Unbroken Spirits - 5 months ago

Image Credit: Pinterest

They say I talk too much about the old ways. That I live in a shrine of nostalgia, sweeping cobwebs no one else sees. But I was born in a house where the gods still knocked.

My name is Nnaemeka, son of Adanne, last child of the Nwokike lineage, keepers of the Ọfọ, the sacred staff of truth. Our compound sat at the mouth of the forest, where the wind carried whispers, and the trees didn’t sway they bowed.

In my boyhood, the Ogwugwu shrine wasn’t just a place, it was a presence. You entered barefoot, breath held, spirit bent. The priest didn’t need to speak; the silence was already a sermon. Women laid offerings with trembling hands. Men confessed before the deities, not courts. The sacred was not far. It was near. Thick in the air. Living in the soil.

But now?

Now the shrine is a selfie spot.

It happened gradually, like rain soaking into yam. The first crack was the loudspeaker one blaring gospel tunes into the shrine’s edge. Then came the politicians, draped in chieftaincy regalia, throwing coins like it was a wedding dance. Finally, they paved a road right through the sacred grove, slicing the spirit of the land like it owed us convenience.

Our last dibia, my uncle Ikenna, died holding his tongue. They said he refused to prophesy for cameras. They called him stubborn, called him mad. I call him the last one who feared the gods more than the people.

I buried him myself, with the Ọfọ staff wrapped in white cloth. The staff has not spoken since. These days, I watch schoolchildren giggle as they paint uli symbols on their hands during "cultural day" symbols once etched by priestesses in trance, each line a prayer. They call it fashion now. Their teachers don’t know the meanings. Neither do they.

I once asked a girl, “Do you know who Ani is?”

She said, “Is that a TikTok dancer?”

And just like that, a goddess crumbled.

Yesterday, a tourist asked me what the Ijele masquerade “represents.”

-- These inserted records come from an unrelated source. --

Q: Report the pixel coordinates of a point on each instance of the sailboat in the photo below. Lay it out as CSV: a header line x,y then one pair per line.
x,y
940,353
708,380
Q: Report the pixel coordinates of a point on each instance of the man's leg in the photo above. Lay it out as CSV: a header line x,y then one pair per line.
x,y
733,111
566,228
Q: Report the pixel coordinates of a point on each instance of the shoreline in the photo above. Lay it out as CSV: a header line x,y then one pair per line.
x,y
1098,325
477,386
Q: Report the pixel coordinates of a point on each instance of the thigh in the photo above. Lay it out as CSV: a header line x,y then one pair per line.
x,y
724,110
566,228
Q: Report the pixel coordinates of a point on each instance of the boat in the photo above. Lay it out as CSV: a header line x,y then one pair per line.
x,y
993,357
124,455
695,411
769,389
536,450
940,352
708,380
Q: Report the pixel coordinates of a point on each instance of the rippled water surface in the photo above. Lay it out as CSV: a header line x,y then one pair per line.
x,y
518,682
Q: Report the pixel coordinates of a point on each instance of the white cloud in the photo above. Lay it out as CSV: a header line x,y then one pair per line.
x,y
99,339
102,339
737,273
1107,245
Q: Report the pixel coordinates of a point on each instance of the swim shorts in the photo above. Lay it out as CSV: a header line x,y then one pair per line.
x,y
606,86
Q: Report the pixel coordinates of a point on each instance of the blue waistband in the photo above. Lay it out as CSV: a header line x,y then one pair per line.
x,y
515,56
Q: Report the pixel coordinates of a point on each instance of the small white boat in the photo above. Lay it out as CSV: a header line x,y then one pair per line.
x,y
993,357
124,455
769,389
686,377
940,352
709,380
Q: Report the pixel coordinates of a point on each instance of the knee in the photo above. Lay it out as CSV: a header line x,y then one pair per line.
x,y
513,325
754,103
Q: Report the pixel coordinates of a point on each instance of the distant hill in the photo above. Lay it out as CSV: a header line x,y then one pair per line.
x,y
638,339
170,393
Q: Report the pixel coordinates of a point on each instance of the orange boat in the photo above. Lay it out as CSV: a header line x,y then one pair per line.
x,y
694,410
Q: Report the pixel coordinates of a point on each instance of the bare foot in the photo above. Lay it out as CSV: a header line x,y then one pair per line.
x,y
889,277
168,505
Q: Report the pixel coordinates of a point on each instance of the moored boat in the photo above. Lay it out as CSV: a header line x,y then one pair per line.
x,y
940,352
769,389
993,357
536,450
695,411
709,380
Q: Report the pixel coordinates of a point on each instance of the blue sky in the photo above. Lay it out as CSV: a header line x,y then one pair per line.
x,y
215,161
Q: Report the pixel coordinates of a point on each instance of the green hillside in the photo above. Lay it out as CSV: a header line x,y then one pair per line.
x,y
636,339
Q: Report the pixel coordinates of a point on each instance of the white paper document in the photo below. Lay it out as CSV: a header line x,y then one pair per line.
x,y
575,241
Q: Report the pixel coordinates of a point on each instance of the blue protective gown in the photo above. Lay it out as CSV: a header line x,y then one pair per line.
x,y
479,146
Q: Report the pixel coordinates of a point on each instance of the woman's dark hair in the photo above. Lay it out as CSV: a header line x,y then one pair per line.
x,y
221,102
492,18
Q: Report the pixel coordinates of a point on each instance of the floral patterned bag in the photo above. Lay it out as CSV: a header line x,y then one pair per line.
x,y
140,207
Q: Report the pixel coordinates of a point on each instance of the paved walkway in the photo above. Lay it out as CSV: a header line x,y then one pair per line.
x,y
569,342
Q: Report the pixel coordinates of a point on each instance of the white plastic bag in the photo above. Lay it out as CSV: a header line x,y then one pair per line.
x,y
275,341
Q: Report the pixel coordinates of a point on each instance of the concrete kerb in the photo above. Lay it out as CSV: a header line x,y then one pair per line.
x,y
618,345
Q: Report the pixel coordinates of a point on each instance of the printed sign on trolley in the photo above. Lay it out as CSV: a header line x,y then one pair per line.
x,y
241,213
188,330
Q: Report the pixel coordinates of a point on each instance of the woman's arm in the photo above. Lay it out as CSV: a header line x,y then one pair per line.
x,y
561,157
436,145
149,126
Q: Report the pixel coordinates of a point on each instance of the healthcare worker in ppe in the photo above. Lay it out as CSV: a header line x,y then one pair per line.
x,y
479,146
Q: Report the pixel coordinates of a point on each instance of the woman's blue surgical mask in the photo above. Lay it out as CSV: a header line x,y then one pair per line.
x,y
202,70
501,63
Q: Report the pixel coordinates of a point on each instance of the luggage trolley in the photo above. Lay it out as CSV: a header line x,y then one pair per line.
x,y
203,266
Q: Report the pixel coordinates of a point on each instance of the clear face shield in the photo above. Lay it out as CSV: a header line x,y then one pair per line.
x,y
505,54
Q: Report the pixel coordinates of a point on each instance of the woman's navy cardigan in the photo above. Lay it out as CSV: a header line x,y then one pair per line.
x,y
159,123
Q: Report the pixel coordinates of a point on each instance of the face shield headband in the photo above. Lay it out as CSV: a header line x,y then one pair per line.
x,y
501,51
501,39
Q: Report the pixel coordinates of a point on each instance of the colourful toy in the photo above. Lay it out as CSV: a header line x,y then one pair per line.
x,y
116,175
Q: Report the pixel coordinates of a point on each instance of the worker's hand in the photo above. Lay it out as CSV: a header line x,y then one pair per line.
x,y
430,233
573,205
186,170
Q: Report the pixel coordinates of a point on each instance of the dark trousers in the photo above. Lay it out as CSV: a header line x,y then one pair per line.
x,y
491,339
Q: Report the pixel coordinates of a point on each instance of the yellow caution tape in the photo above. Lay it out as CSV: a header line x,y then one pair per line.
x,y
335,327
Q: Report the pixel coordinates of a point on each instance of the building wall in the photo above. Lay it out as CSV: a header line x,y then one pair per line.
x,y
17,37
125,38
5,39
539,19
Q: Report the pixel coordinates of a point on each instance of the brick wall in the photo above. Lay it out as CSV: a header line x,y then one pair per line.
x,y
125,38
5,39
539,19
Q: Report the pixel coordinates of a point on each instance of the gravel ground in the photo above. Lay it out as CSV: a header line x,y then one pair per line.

I wanted to tell him it doesn't represent. It is. Or was.

The towering spirit of justice and fertility. A god in cloth and motion. When it danced, people didn’t cheer, they held their breath. But now it performs between jollof stalls and soda stands, ushered in by police tape and speakers. Nobody falls to the ground anymore. Nobody faints.

They clap. Clap?

As if divinity needed applause.

But something happened last night.

I went to the old shrine alone, as it should be. No lights. No noise. I lit a clay lamp and sat beside the cracked altar stone. I didn't pray. I just listened. And for the first time in twenty years, I heard it.

A rustle. A murmur in a tongue older than language. A presence, it was brief. Fleeting but real.

I thought to myself the sacred is not gone , only hiding.

 I made it an habit teach my daughter. The culture, the names.

Not the versions from textbooks, but the names that used to call thunder: Amadioha, Ala, Ekwensu. I teach her how to greet the morning sun with ịbọ chi, how to offer kola not as snack, but as covenant. How to hear rain as speech.

And when she listens, really listens, her eyes go wide, like mine once did.

Wonder returns.

Even if only for a moment because when the sacred becomes ordinary, the earth forgets.

But if even one remembers, just one.

Then maybe the gods won’t leave us entirely.